ANSWERS: 3
  • So averaging 7 and 10 years together into 8.5, I think the first GB hard drives were in 1996, and saw the "LaCie" Terabyte Hard Drive premiere sometime in the summer of 2004 (see http://www.lacie.com/products/product.htm?pid=10462 ). That way, there are 8.5 years between new orders of magnitude in Hard drive space after all. This way, we may expect to see: 1-Petabyte Hard Drives around the beginning of 2013 1-Exabyte Hard Drives in the summer of 2021 1-Zettabyte Hard Drives around the beginning of 2030 1-Yottabyte Hard Drives in the summer of 2038 1-(Brontobyte?) Hard Drives around the beginning of 2047! We are unsure what 1000 (or 1024) Yottabytes will be named. There are scattered reports that Brontobyte will be the next level above Yottabyte, or the Nonabyte will be the one above Yottabyte instead. I think it'll be the "Xennabyte" because if you go here: http://www.geocities.com/jl152dogs/Big_Number_List.html and use the Find feature (Ctrl+F) and type in "Yottillion", you'll see the familiar prefixes right above it. Since Gigillion is to Gigabyte, Petillion is to Petabyte, etc..., then look down the list some more. See the trend? There is Xennillion right below Yottillion so "Xennabyte" HAS TO be the level after Yottabyte. And as you see beyond even that, there is "Vekillion" so "Vekabyte" would be after Xennabyte. This way, 1-Xennabyte Hard Drives will be seen around the beginning of 2047, then 1-Vekabyte Hard Drives will premiere in the summer of 2055. That way, I'll enjoy my retirement years at the ripe old age of 70 with one of the many thousands of holodeck programs in the holo-room of my humble interstellar colony pod, exponentially more than retirees are enjoying their lives right now! (Yes, I turn 70 in 2055.)

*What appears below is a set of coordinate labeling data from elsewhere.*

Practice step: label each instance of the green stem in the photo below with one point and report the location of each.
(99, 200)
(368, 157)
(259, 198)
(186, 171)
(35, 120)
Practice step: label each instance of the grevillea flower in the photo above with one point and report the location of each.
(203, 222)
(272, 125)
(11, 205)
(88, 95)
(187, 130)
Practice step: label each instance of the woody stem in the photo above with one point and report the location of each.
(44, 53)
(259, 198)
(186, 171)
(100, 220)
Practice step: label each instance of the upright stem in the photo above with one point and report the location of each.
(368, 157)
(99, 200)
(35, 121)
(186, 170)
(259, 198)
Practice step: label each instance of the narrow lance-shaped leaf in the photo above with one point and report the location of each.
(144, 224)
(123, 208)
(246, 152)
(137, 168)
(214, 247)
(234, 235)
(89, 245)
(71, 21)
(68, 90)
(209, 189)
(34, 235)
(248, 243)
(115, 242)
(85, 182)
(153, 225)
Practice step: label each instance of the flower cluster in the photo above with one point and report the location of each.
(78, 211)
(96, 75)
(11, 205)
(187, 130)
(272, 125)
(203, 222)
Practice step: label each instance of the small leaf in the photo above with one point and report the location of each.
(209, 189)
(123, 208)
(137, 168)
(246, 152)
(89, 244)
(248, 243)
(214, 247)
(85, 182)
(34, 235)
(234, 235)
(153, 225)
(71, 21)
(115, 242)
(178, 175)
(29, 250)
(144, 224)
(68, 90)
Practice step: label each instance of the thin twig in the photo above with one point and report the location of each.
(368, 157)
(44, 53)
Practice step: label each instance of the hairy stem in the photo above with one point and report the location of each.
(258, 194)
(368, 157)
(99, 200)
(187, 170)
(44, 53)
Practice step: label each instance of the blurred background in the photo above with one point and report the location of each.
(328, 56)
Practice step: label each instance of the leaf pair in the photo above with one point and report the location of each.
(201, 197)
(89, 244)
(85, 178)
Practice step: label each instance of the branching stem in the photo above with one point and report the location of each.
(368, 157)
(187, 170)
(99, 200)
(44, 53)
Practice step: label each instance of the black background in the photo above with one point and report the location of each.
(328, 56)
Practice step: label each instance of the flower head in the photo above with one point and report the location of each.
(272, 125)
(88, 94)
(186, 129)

  • Projecting an answer based on current trends is not reliable. We are unlike to see the capacity of individual hard drives increase in the future at the same rate they have in the past. Large-scale drive arrays already can produce storage systems well into terabyte territory. There is a finite limit to what can be done with any one technology. There are physical and electrical limitations imposed by the current hard drive design and technology, factors such as the density in which data can be packed, stable and reliable operation of the drive motors at higher speeds, the precision of the electro-mechanial systems used to move the heads, and the size of the head itself. We are already quite close to a number of limits imposed by existing computer technology. You can only fabricate chips up to a particular density, beyond which they cannot be made using existing technology. You cannot lay down ever smaller and ever narrower tracks on a PCB before problems develop with signal integrity. It is far more efficient and reliable to build large-capacity storage systems from multiple drives using a protocol such as RAID, even as the drives continue to grow in capacity. A single drive is fragile, unless you use a second to shadow the first. And data striping allows for a drive failure with no loss of data.